Hardware wallet provider Ledger has recently faced criticism and concerns from the crypto community regarding its newly announced Ledger Recover service. This service, introduced in the latest firmware update, aims to provide an ID-based key recovery solution by backing up users’ seed phrases. However, the crypto community has raised significant concerns about the potential risks associated with this service.
To utilize Ledger Recover, users are required to provide their passport or national identity card to confirm their identity. Three encrypted fragments of the seed phrases will be entrusted to Ledger, Coincover, and another third-party escrow provider. This arrangement has raised concerns among some users, who must now rely on the security of these companies.
Exciting update, Ledger has a new product, Ledger Recover, that’s launching soon: https://t.co/nT1VHnnSYz
🧵Here’s what Ledger Recover is and what it isn’t, explained by @P3b7_ & in the thread below. pic.twitter.com/RW1w07H6pK
— Ledger (@Ledger) May 16, 2023
Crypto community demands clarification from Ledger
Despite the fact that the service is optional and costs $9.99 per month, there are concerns that security flaws could affect even those who opt-out. These worries skyrocketed when Reddit user Joe Smith Reddit asked a specific question about whether Ledger’s systems had a built-in backdoor for accessing users’ private keys.
Is there a backdoor? Yes or No
by u/Joe_Smith_Reddit in ledgerwallet
Joe_Smith_Reddit’s question specifically referred to Ledger’s recover service, designed for Nano X device holders to recover their crypto in case they lose both their wallet device and recovery phrase.
In response to customer complaints, Ledger reaffirmed its dedication to self-custody. The business clarified on Twitter that the Ledger Recover service is entirely optional and is not turned on by any firmware update automatically. They stressed that the user’s secret recovery phrase is generated securely on the device and is not accessible to the firm.
Self-custody remains and will always be the core principle of Ledger. The ethos of self-custody is that it’s your choice – you can choose to manage all your assets yourself, or you can have a backup with Ledger Recover.

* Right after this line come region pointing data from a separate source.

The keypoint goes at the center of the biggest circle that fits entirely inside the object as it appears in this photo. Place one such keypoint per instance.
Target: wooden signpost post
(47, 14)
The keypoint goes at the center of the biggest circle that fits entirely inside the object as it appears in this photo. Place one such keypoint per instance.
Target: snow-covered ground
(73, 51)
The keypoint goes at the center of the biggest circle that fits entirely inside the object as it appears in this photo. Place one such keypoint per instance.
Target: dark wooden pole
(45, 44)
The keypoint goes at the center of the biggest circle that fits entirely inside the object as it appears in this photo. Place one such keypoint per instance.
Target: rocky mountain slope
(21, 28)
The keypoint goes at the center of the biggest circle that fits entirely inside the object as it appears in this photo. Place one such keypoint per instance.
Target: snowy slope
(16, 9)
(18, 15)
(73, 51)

It’s up to you – and that won’t change.
— Ledger (@Ledger) May 16, 2023
Despite these assurances, there are still some worries in the community, mostly related to the idea that Ledger devices might not offer users’ private keys the level of protection that the manufacturer claims.
Some opine users stop using the hardware wallet
Many users have expressed their lack of confidence in Ledger’s ability to protect digital sovereignty as a result of this, saying they can’t continue to recommend the hardware wallet manufacturer to anyone who values their privacy.

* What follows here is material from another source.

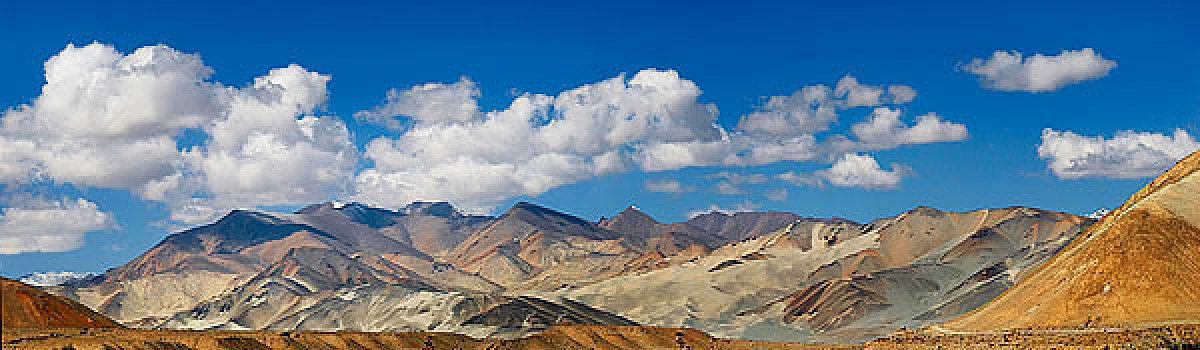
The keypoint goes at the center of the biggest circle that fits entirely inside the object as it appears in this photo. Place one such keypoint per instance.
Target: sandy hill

This opinion was echoed on Twitter by well-known cryptocurrency developer, author, and auditor “foobar,” who urged followers to stop using Ledger wallets immediately.

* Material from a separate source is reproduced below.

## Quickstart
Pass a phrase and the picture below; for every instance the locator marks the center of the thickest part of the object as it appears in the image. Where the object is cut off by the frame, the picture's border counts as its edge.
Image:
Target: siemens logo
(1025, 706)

Stop using Ledger hardware wallets. Migrate away from them immediately. They’ve shown nothing but gross incompetence and wild misunderstanding of their own purpose. And now they’ve publicly admitted to intentionally backdooring their own proprietary hardware. Stop using Ledger pic.twitter.com/LLFFUsOW4y
— foobar (@0xfoobar) May 16, 2023
For existing customers who demanded the highest level of security from their devices, Ledger should have introduced a separate wallet offering a seed recovery service rather than adding it as a firmware update, according to many members of the community.
It’s worth noting that Ledger has faced previous incidents compromising user security, such as accidentally leaking the personal information of over 270,000 customers in July 2020. However, it is important to highlight that this particular incident did not impact the security of users’ private keys.
While the company asserts the service’s optional nature and highlights its commitment to users’ self-custody of funds, doubts remain regarding the overall security of private keys.